Few news sources were critical of the declared emergency, but expect more reporters to express skepticism over its need and to question its intent.

An article in the New Hampshire Union Leader said: "But the way the U.S. government has been handling the new flu strain, technically named H1N1, has been less than reassuring."

What to do now?

Misdirection, overreaction and lack of preparedness by public health officials is a clear indication to the public that they cannot totally rely upon potentially problematic vaccines or anti-viral drugs to defend themselves against the flu.

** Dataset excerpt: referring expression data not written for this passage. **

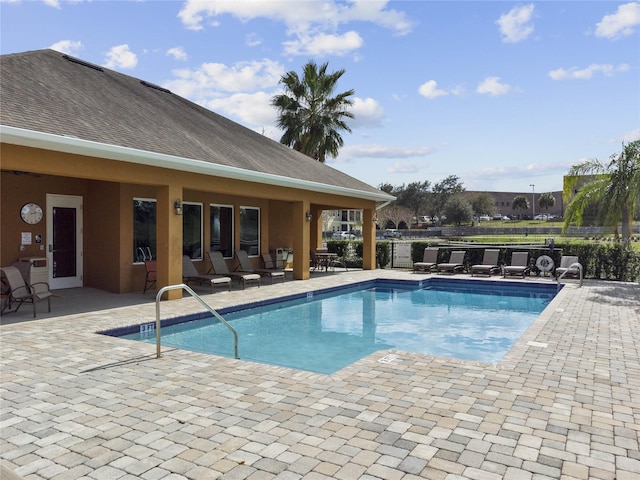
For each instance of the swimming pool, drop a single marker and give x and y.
(327, 330)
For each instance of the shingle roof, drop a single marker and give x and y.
(47, 91)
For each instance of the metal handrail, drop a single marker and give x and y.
(576, 265)
(188, 289)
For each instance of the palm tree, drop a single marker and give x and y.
(308, 113)
(614, 187)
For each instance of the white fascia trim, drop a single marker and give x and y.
(61, 143)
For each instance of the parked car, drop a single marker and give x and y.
(343, 236)
(392, 233)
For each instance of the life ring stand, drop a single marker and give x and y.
(544, 263)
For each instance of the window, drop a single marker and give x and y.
(221, 225)
(192, 230)
(250, 230)
(144, 229)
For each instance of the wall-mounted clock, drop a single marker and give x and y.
(31, 213)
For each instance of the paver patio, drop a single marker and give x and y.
(563, 404)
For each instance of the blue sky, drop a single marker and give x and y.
(502, 94)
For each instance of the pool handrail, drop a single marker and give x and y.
(573, 265)
(182, 286)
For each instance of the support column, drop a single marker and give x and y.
(315, 230)
(368, 239)
(301, 242)
(169, 239)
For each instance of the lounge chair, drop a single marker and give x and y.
(247, 266)
(565, 266)
(519, 265)
(191, 275)
(429, 261)
(489, 264)
(455, 263)
(20, 292)
(219, 266)
(151, 274)
(315, 262)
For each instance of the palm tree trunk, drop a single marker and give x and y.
(626, 224)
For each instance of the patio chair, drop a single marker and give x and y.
(489, 264)
(191, 275)
(429, 261)
(219, 266)
(247, 266)
(455, 263)
(151, 274)
(315, 262)
(519, 265)
(565, 266)
(271, 264)
(20, 292)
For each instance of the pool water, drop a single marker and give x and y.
(325, 332)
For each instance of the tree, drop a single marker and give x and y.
(392, 215)
(615, 187)
(546, 201)
(458, 210)
(414, 197)
(442, 191)
(520, 203)
(311, 117)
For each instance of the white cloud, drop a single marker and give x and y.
(177, 53)
(430, 90)
(121, 57)
(587, 73)
(620, 24)
(350, 152)
(631, 136)
(252, 40)
(515, 25)
(249, 108)
(210, 79)
(298, 17)
(312, 25)
(405, 167)
(323, 44)
(492, 86)
(367, 112)
(515, 172)
(67, 46)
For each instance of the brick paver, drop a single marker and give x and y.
(563, 403)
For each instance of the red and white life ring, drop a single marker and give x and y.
(544, 263)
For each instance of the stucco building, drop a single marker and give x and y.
(123, 169)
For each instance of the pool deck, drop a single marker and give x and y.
(563, 404)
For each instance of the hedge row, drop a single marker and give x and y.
(599, 261)
(602, 261)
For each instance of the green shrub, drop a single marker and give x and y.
(601, 261)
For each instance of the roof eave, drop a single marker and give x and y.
(73, 145)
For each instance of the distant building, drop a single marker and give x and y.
(503, 202)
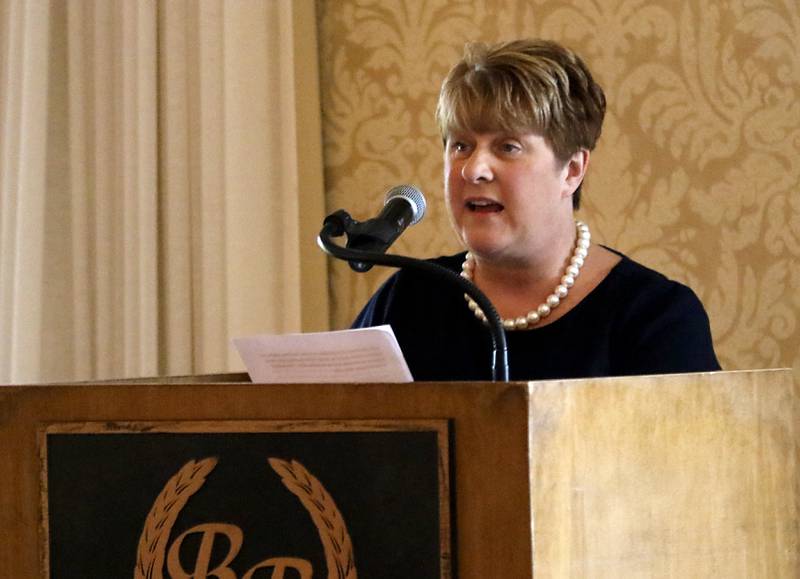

An ignored approach to controlling infectious disease is to address the immune status of the population. The public should utilize bona fide immune boosters such as vitamin D and vitamin C, and take nutrients that are documented to reduce the duration and severity of the disease which include vitamin E, the trace mineral selenium, the sulfur compound NAC, and elderberry.

In 2005 researchers in Rome, Italy wondered what backup treatment could be used in the event vaccines were unavailable or were ineffective against a fast mutating flu virus that had developed resistance to vaccines or anti-viral drugs like Tamiflu or Relenza.

Flu viruses require a host cell to replicate. The Italian researchers report that resveratrol, known as a red wine molecule, completely blocks entry of flu viruses into the cell nucleus in animals at a human equivalent dose of ~70 milligrams. [Journal Infectious Disease 2005 May 15; 191(10):1719–29] So the virus would enter the lungs, antibodies would still be generated to produce long-term immunity, but the virus could not duplicate into millions of daughter virions as it normally does. Resveratrol works on closing the cellular doorway rather than destroying the virus itself. Therefore it is a totally non-toxic approach to control of influenza viruses. Furthermore, resveratrol does not provoke viral resistance.

In contrast, anti-viral drugs like oseltamivir (Tamiflu) allow viruses to enter cellular machinery to produce copies of the flu virus and then inhibits their exit from the cell via inhibition of the enzyme neuraminidase. So host cells are flooded with copies of the virus. This approach is not ideal as it can lead to drug-induced side effects which have been widely reported.